Действительно, положение Кольцова в качестве поэта-песенника было во многих отношениях преимущественным и, конечно, внешне и внутренне, в сравнение не шло с положением поэтов, так называемых самоучек, его предшественников (Алипанов, Суханов) или тех, кто шел за ним (даже Никитин, не говоря уже о Сурикове, Дрожжине и т. п.).
Кольцов действительно был самим собою, когда был прасолом-песенником. Но, оставаясь самим собою, он мог и должен был все больше претендовать и претендовал на «литераторство» и «направление», неся в себе такие могучие задатки такого творчества, которые, только начиная пробиваться, уже означали очень многое для целой русской литературы, и ощущение которых родило в нем глубокий внутренний кризис, по сути, благодатный, но оттого ничуть не менее драматический перелом.
Да, Белинский «сбил его с толку», то есть могучим образом способствовал тому, чтобы поэт покинул свою старую и, казалось бы, такую бесспорную позицию прасола-песенника и ушел вперед и выше. Гений Кольцова шел тем единственным путем, каким идет гений: познание всего, желание объять все, пусть и необъятное. А.М. Юдин вспоминает: «Для занятий своих он имел особый, небольшой флигель (это еще до переезда семьи во вновь отстроенный дом. – Н.С.), в котором часто запирался по целым неделям. Одна комната была его кабинетом и спальней. Здесь лежали на столах груды книг в величайшем беспорядке… Кольцов жаждал познаний, он хотел все объять. Я удивился, увидев человеческий череп, лежавший у него в углу на столе».
«Если череп, – прокомментировал когда-то это сообщение де Пуле, – ее странно было бы видеть в кабинете таких литераторов, как князь Одоевский, барон Дельвиг и Жуковский, то нельзя не спросить, зачем понадобилось такое украшение скромной каморке прасола». Опять-таки – то, что позволено Юпитеру (а также князю, барону)… Облик Кольцова – Фауста кажется недопустимым и непозволительным.
Летом 1842 года из Киева приехал в Воронеж В.И. Аскоченский, когда-то в семинаристской молодости знакомей Кольцова и Серебрянского. Кольцов уже был болен. «В августе 1842 года, – вспоминал позднее Аскоченский, – мне привелось по делам службы быть в Воронеже. Улучив свободный час, я отправился к Кольцову, жившему тогда в доме своего отца на Дворянской улице.

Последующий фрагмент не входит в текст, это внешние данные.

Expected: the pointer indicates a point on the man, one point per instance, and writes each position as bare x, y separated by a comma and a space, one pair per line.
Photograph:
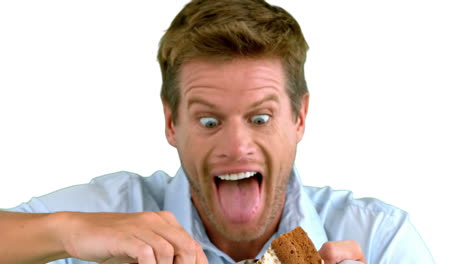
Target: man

– Здесь ли живет А. В. Кольцов? – спрашиваю дворника.
– Здесь.
– А где мне его найти?
– Пожалуйста сюда, они в мезонине.
Иду. Длинная, крутая, винтообразная лестница привела меня, наконец, к уютному жилью поэта. С каким-то тихим замиранием сердца брался я за ручку двери и входил в комнату, где было так много передумано и перечувствовано, где так сильно и звучно билось сердце общечеловеческой любовью.